Entonces la tía sacó el majarete del horno y lo colocó encima de la mesa. Apenas si lo dejó reposar. Tomó a la sobrina por los hombros y acto seguido le dijo: -Usted quiere majarete, pues acá está y se lo va a comer todo. Le hizo abrir la boca y le introdujo la cuchara una y otra vez con el dulce aún caliente.
Marlon y yo nos deslizamos subrepticiamente por el corredor y sin que se diera cuenta, fuimos a dar directo al patio. Los lloriqueos y arcadas de vómitos se escuchaban por toda la casa mientras la pobre niña lloraba y suplicaba. Pero la tía seguía metiéndole por la boca su famoso majarete.
Era ella la señora y tía Magdalena. Mujer absolutamente rígida, de paso firme y redoblado al caminar. Nunca supimos de un quejido ni de flaquezas. Todo en ella era severidad, templanza y orden.
Años después mi madre me llevó una noche a casa de la señora Magdalena. La casa era de esas coloniales y que tenían un zaguán y techo alto cruzado con maderos y caña brava, absolutamente pulidos. Parecían soles de tanto brillo. No me di cuenta cuando mi madre desapareció.

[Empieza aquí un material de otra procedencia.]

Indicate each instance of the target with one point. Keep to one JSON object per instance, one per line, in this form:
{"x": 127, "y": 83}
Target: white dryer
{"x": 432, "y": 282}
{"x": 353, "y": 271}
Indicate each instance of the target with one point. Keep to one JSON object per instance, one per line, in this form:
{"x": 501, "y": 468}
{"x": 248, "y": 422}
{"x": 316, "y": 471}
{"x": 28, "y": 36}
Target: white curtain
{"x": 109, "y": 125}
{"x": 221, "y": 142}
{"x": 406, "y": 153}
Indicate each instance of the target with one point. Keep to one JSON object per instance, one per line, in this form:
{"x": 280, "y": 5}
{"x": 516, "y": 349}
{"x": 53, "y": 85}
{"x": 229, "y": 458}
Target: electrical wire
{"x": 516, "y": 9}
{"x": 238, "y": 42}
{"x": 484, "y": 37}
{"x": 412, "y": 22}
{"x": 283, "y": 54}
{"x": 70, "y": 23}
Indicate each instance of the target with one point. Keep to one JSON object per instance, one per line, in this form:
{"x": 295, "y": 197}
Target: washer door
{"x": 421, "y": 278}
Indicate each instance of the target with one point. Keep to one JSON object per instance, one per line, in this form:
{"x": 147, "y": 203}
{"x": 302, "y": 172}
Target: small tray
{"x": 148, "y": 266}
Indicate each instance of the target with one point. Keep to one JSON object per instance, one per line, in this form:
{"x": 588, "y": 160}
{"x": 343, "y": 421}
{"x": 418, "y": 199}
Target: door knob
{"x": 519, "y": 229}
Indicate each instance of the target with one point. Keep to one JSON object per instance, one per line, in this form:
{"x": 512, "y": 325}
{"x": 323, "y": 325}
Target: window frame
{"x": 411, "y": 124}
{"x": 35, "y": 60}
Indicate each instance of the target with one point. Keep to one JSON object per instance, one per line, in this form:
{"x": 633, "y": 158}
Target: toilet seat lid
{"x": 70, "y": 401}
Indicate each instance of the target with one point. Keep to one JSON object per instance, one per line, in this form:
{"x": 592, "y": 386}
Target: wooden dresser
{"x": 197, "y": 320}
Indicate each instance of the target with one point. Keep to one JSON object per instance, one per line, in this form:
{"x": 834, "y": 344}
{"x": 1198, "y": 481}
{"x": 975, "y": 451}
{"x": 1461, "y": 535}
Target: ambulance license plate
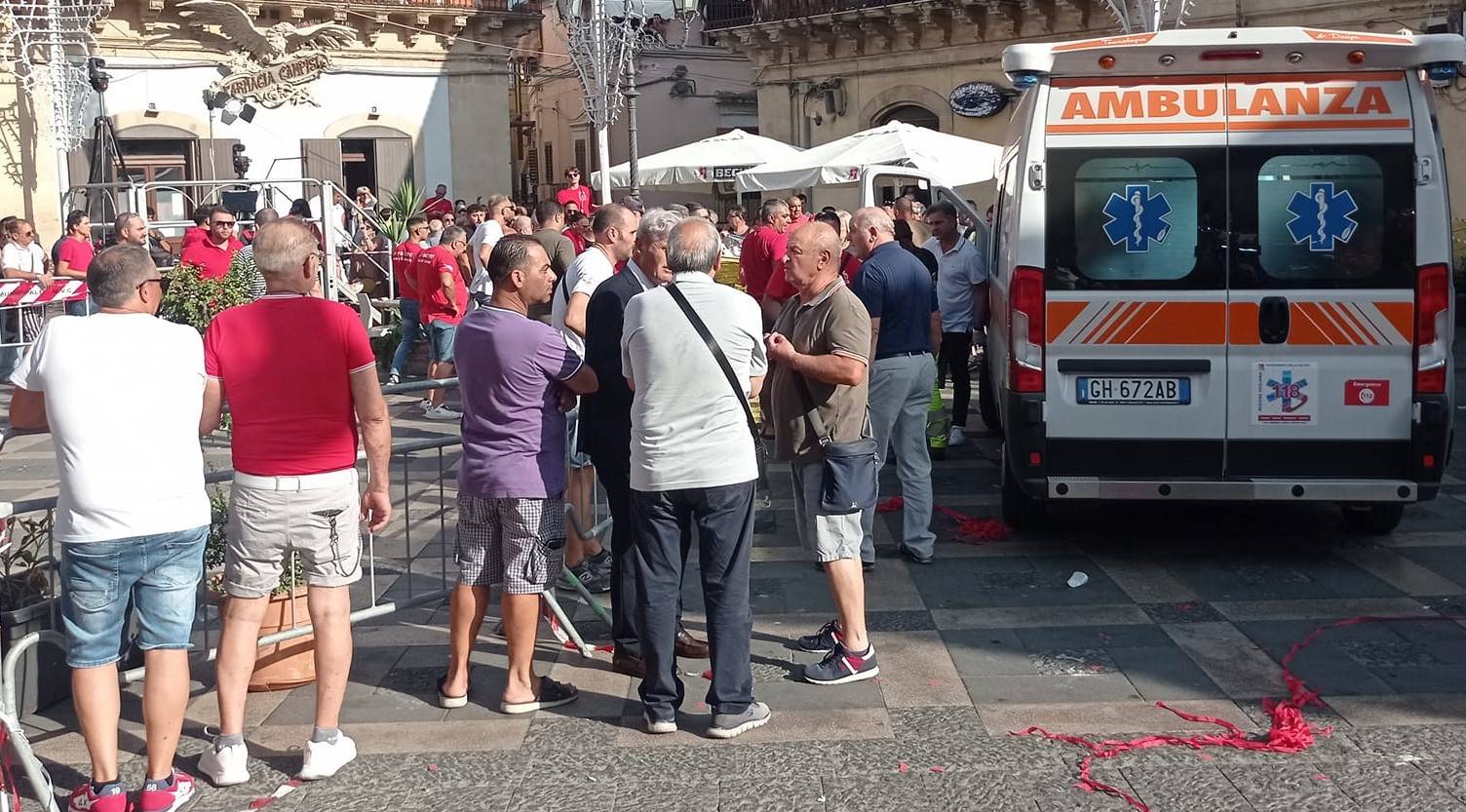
{"x": 1122, "y": 392}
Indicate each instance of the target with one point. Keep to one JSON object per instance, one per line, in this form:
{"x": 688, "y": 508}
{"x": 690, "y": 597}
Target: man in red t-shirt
{"x": 762, "y": 253}
{"x": 299, "y": 375}
{"x": 215, "y": 251}
{"x": 405, "y": 274}
{"x": 573, "y": 192}
{"x": 443, "y": 300}
{"x": 439, "y": 204}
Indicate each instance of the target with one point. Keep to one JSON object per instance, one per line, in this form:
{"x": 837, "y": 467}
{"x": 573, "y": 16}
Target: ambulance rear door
{"x": 1135, "y": 280}
{"x": 1323, "y": 267}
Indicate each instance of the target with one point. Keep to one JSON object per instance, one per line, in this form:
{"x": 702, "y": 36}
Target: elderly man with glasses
{"x": 212, "y": 253}
{"x": 133, "y": 515}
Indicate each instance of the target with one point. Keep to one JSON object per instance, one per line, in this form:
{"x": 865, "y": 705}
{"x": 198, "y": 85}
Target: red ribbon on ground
{"x": 1289, "y": 732}
{"x": 969, "y": 528}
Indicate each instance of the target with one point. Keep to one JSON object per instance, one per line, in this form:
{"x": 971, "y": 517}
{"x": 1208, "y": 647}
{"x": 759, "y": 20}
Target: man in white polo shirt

Del fondo de una de las habitaciones se escuchaban voces. Los diálogos eran entrecortados. Después se transformaron en llantos y pequeños quejidos. Mientras me acercaba podía ir reconociendo esas voces. Miré por la puerta entreabierta y la vi. Vi esa señora acostada sobre unas sábanas blanquísimas. No la reconocí. Tenía el rostro descubierto y también las manos. Mi madre volteó y me miró. Me dijo que pasara. –Salude a la señora Magdalena, Juancho.
Ella sonrió y con una voz más bien quebradiza me saludó. Finalmente pude ver sus ojos. Los tenía como adormecidos. Pero esa luz aún conservaba mucho de aquellos tiempos.
Me sorprendió en ella su voz y verla tan indefensa. Casi paralizada y sin fuerzas para moverse. Mi madre le pasaba la mano por la cabeza y entonces vi su cabellera negrísima y abrillantada, como pequeñas luces que se descubrían mientras la mano de mi madre se deslizaba por ese largo camino ondulado.
Esta era ella, la severa, la tan rígida y tan mandona. Ya al borde de la muerte. Convertida en puro esqueleto y mirada suplicante. Me saludó mientras alargaba su mano y vi esas venas sobresaliendo de entre sus dedos largos y de garfios. No dije nada. Ella dejó caer su mano y cerró los ojos mientras corrían lágrimas por sus mejillas.
Mi madre entonces me hizo una seña y salimos del cuarto. La señora Magdalena quedó sola en esa amplia y aséptica habitación. Afuera todo era puro llanto, abrazos y quejidos. Esa noche, por primera vez, no tuve asma.